Comment définissez-vous vos goûts musicaux ?
Pablo HERAS-CASADO : Axés sur la multiplicité à condition qu’elle soit abordée avec le maximum de fidélité au compositeur et au sens de son œuvre. Ainsi pour Mendelssohn, lequel a su recueillir l’intérêt qui commençait à se manifester à son époque pour les musiques anciennes et les intégrer dans un style cosmopolite et moderne, voire opératique. Il faut donc là maîtriser beaucoup de styles. Je ne m’en tiens pas au côté musicologique pur, quand j’évoque la rigueur qui m’est précieuse, mais au fait de savoir lire au-delà des notes et fuir les styles d’interprétation à la mode. Ensuite il faut tenter de donner une vitalité, une qualité de nouveauté à l’œuvre qui a traversé les siècles. Mon idéal c’est la Musique tout simplement, de même que je peux apprécier les peintres du cinquecento autant que ceux du XIXe ou du XXe siècle. Je suis aussi passionné par Mendelssohn que par Bartók, j’aime diriger Monteverdi autant que Weil, Praetorius que Schumann et, pour ce qui est de Wagner, je vais attaquer mon premier Ring complet la saison prochaine au Teatro Real de Madrid, où il sera étagé sur quatre saisons. Mais je me défie des obsessions et je n’ai pas toujours un air dans la tête. Le silence est très important pour moi. A Grenade et Madrid, les deux villes dans lesquelles j’habite en alternance, il n’y a le moins possible de bruit dans ma maison, et je n’y mets pas de musique.
Ce Festival de Grenade, dont vous venez de prendre la direction, est une manifestation considérable : l’affiche est éblouissante, aujourd’hui comme précédemment, d’ailleurs.
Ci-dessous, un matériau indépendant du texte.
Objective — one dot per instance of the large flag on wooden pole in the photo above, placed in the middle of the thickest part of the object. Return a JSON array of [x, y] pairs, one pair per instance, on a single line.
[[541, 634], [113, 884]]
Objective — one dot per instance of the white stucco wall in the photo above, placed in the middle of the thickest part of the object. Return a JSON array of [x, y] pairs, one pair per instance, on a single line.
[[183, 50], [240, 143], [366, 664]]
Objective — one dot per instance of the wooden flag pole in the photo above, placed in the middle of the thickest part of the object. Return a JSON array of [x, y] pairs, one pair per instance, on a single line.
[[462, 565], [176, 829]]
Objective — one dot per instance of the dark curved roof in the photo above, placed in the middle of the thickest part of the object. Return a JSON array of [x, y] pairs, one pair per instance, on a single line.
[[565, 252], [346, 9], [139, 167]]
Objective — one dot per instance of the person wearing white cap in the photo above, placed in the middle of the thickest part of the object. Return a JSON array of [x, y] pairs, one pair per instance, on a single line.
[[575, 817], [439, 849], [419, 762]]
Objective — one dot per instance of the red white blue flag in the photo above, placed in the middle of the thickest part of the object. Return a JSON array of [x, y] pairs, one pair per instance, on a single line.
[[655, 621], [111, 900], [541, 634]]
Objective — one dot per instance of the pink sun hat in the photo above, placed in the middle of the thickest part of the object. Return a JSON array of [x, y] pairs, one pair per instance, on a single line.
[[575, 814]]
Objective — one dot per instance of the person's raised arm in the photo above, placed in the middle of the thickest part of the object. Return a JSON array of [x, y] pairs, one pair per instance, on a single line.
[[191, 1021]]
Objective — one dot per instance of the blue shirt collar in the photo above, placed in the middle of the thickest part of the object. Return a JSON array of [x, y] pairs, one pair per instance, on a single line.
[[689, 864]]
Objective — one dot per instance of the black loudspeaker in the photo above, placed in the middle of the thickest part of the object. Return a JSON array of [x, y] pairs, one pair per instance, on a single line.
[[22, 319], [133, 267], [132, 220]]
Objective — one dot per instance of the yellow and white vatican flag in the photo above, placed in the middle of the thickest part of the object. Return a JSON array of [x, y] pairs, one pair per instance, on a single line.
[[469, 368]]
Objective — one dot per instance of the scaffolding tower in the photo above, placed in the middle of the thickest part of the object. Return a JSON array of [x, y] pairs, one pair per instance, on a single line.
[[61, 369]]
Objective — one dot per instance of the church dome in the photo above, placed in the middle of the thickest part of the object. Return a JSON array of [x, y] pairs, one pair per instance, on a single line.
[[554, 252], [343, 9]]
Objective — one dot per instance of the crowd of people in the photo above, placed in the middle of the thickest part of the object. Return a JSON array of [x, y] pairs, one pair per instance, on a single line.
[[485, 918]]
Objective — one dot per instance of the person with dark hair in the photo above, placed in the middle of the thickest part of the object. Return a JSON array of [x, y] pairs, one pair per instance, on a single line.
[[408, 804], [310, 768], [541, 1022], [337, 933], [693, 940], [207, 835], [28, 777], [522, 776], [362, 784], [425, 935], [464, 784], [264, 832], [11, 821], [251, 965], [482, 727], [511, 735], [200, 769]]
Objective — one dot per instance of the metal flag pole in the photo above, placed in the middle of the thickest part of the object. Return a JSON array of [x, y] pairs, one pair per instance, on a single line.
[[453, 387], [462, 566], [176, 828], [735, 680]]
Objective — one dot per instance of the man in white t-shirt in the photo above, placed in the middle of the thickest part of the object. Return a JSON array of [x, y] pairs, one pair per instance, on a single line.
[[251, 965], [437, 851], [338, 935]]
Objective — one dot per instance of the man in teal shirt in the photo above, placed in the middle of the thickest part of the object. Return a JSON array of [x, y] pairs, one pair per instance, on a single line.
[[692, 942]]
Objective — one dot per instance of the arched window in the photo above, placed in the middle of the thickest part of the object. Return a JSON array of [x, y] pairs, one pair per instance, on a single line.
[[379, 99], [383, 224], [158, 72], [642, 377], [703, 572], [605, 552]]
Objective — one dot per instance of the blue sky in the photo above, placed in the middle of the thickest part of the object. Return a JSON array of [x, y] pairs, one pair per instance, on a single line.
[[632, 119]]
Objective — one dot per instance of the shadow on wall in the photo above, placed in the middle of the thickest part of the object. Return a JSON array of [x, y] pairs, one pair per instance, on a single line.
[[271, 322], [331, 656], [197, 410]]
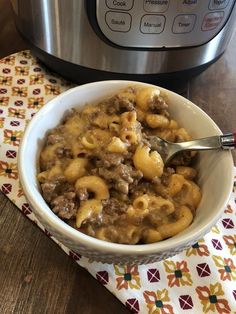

Pourquoi en parlait-on si peu jusqu’à présent ?
P. H.-C. : Nous les Espagnols, et notamment en Andalousie, nous sommes très fiers de notre patrimoine, de notre histoire, mais nous ne faisons pas grand-chose pour le diffuser ; nous nous contentons de le soigner. Je trouve que c’est dommage et qu’il serait bon de le faire connaître davantage. A Grenade tout le monde en parle avec tendresse et admiration mais il règne une sorte de conformisme heureux qui nous enferme un peu sur nous-mêmes. Pour ma part, j’ai toujours été frustré par cet état d’esprit qui n’est évidemment pas celui qui conduit ma vie de nomade, qui aime à porter partout l’universalité de la musique. Dans ma famille, il n’y avait pas de tradition musicale et je n’allais pas beaucoup au Festival. Mais vers quatorze ans j’ai commencé à y travailler comme petit bénévole, ce qui m’a permis de découvrir des merveilles. A l’époque, j’étais très anti-académique, mais j’essayais d’apprendre un peu de tout, du théâtre, de l’histoire de l’art, de la danse contemporaine, aborder le plus de disciplines. Ensuite, j’ai travaillé comme assistant à l’Opéra de Paris, et là j’ai appris à apprécier le ballet classique : j’y ai d’ailleurs dirigé en 2008 Les Enfants du Paradis, ballet de mon compatriote et ami José Martinez, alors étoile de l’Opéra et aujourd’hui directeur de la Compagnie nationale de Danse d’Espagne.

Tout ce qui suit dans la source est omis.